Another new study has confirmed what we’ve known for quite some time – Olive oil contributes to better health.
According to researchers who followed about 7,000 people aged 65 and older in three French cities for five years, olive oil can help greatly reduce the incidence of stroke.
Scientists conducting the study said they found that people who used a lot of olive oil either in their cooking or as a dip for bread and other foods had lower rates of stroke than people who never use it.
The scientists, who published their results in the medical journal Neurology, say people should be given new advice about their diets to include wider use of olive oil, based on the study’s results.
“Stroke is so common in older people, and olive oil would be an inexpensive and easy way to help prevent it,” said Dr Cecilia Samieri, of the University of Bordeaux, the study’s lead author.
“Our research suggests that a new set of dietary recommendations should be issued to prevent stroke in people 65 and older.”
Stroke is the third leading cause of death in the United States, according to the Internet Stroke Center, which tracks the disease. In all, more than 143,500 people die each year in the U.S. from strokes, out of 795,000 who experience a stroke.
The health benefits of olive oil are well known. An earlier study by Italian researchers found that olive oil, combined with green leafy vegetables, help prevent heart disease.
Another study found that the culinary oil helps prevent oxidative stress, which has been linked to a number of health issues, on the liver.

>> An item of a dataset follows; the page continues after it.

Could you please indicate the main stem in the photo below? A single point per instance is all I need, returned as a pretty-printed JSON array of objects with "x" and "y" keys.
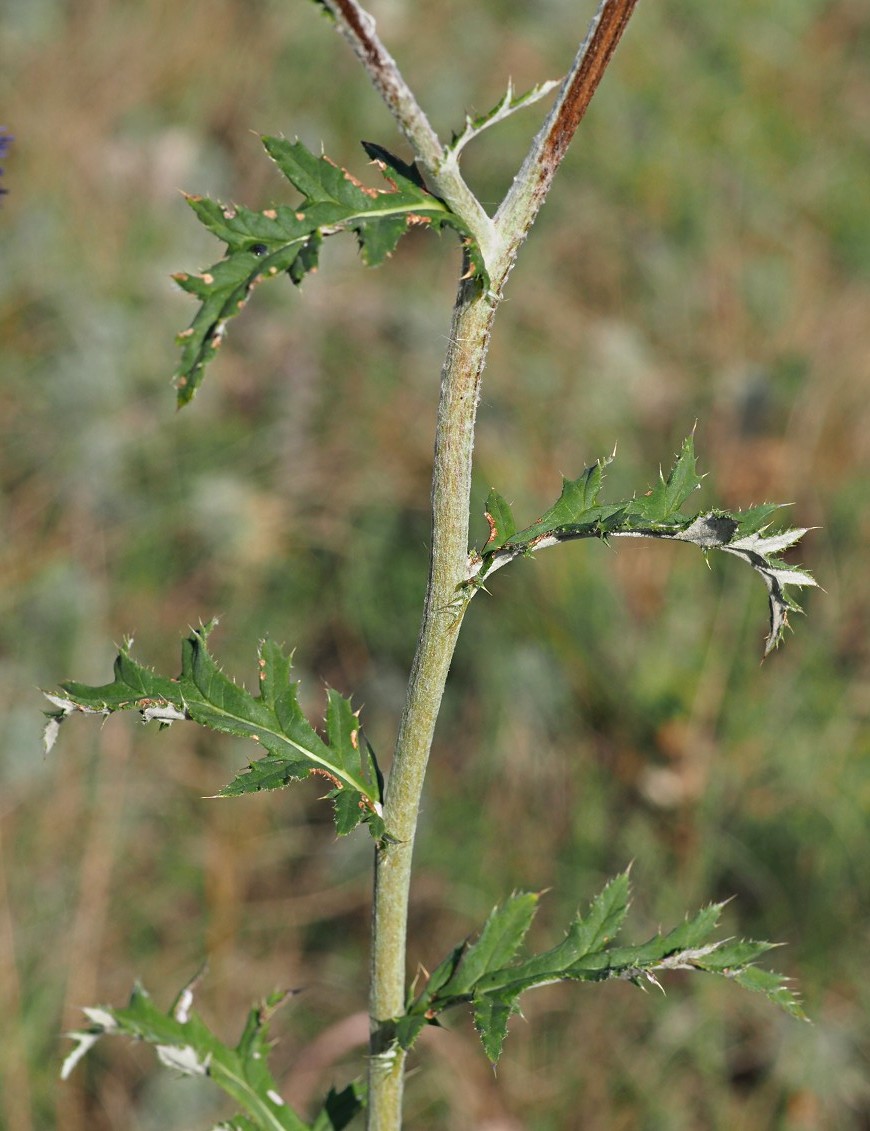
[
  {"x": 499, "y": 240},
  {"x": 451, "y": 478}
]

Still another found that extra virgin olive oil helps combat breast cancer. According to the American Cancer Society (ACS), a woman in the United States is diagnosed with breast cancer every three minutes.
In an age when fast food reigns and home cooking is on the downward trend, incorporating more olive oil in your diet seems to be a simple, effective and inexpensive way to maintain better overall health.
“Olive oil has long been known to have potential health benefits,” said Sharlin Ahmed of Britain’s Stroke Association. “It is believed that it could protect against conditions such as high cholesterol, high blood pressure and heart disease and so it’s promising to see that it could have a similar protective function against stroke.”